Using XPath with PHP


Extensible Stylesheet Language (XSL) converts an XML document to another data format. Different XSL transformations use same XML document to generate different output, such as an HTML Web page.

Accessing XPath Using DOM

PHP uses a tree-based approach called DOM to parse an XML document. This approach helps create and manipulate the hierarchical tree structure of an XML document. You can implement DOM in any programming language, such as PHP, Java, and Visual Basic (VB). Implementing DOM in PHP, you can access an XML document using XPath. DOM is a parser that accesses and manipulates structured data by representing a document in the form of a tree hierarchy of objects.

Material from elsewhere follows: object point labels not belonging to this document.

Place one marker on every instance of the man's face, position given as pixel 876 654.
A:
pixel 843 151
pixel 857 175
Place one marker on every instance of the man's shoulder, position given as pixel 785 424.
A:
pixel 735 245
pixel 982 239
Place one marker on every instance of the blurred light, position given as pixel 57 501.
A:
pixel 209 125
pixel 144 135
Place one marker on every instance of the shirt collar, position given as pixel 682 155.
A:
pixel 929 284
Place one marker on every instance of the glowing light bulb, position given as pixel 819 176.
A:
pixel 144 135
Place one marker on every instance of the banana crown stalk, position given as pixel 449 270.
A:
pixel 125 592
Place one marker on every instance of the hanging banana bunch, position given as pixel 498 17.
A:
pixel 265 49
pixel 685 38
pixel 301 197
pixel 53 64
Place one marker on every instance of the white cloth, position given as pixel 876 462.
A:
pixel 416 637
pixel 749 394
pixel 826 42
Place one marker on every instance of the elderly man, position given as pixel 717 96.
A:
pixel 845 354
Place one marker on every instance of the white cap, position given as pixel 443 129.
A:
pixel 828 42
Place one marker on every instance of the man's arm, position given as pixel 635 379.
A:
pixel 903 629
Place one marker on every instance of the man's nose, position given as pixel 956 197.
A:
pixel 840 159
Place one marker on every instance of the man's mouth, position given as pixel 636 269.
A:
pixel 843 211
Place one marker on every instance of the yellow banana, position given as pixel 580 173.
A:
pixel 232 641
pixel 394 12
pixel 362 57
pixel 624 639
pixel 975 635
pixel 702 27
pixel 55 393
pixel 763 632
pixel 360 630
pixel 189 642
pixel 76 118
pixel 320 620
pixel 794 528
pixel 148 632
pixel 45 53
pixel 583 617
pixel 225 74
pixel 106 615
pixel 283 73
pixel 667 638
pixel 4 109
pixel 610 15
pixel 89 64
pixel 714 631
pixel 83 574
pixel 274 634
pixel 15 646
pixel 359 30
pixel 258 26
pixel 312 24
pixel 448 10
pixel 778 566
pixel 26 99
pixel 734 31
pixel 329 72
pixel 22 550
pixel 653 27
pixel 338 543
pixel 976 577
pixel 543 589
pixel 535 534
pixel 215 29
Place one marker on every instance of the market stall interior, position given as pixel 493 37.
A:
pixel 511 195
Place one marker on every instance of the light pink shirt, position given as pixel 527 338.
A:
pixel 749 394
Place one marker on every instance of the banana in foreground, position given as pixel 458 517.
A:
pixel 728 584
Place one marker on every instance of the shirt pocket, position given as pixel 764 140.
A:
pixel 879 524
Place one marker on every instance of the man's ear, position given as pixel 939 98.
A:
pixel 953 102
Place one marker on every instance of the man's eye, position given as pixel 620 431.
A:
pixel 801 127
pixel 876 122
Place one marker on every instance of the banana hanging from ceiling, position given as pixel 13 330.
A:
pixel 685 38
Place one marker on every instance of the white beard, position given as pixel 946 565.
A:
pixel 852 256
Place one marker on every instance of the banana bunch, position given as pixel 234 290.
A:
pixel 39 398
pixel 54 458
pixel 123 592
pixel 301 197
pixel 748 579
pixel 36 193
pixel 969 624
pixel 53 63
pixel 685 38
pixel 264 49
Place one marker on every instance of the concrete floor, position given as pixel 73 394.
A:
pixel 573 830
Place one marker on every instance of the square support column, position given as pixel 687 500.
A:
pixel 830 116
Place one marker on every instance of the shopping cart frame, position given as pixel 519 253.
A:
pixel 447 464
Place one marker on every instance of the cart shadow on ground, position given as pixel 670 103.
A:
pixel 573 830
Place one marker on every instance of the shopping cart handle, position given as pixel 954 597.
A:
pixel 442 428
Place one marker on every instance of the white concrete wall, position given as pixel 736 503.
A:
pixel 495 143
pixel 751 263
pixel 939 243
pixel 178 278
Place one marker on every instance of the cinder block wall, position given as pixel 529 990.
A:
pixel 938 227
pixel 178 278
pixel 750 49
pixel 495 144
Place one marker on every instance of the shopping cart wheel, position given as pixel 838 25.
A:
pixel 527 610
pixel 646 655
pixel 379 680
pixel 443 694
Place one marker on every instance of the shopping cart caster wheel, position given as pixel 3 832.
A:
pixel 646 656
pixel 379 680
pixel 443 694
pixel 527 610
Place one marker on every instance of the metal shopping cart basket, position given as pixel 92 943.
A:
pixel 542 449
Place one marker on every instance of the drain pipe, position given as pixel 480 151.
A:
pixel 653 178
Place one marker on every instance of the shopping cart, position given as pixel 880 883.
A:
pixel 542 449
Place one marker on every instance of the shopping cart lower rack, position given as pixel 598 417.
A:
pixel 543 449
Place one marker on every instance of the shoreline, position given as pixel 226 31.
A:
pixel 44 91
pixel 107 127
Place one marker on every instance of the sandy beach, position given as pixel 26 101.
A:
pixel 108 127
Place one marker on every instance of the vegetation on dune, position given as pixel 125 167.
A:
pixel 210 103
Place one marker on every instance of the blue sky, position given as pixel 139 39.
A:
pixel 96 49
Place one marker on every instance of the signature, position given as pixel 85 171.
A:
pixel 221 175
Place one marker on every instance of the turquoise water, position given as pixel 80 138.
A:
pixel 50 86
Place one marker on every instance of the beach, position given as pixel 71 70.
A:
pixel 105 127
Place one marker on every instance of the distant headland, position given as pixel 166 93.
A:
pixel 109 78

Objects represent different structures that occur within an XML document. For example, the Element object represents elements and Attr objects represent attributes. Each object consists of standard properties and methods that navigate the object tree and access specific elements, attributes, or character data. The XPath processor can navigate a document tree using the parent-child relationship that exists between tree nodes. Node properties extract all information required from a document tree.

PHP consists of XPath classes that make the DOM parser flexible. The XPath classes build a collection of nodes that match the criterion specified in an XPath expression. The XPath classes available in PHP are XPathContext and XPathObject.

The XPathContext class sets up a context node for all XPath evaluations. You can create an XPathContext class object by calling the xpath_new_context() function. This function must be passed as a reference to a DOM object. The XPath evaluations provide instances of the XPathObject class.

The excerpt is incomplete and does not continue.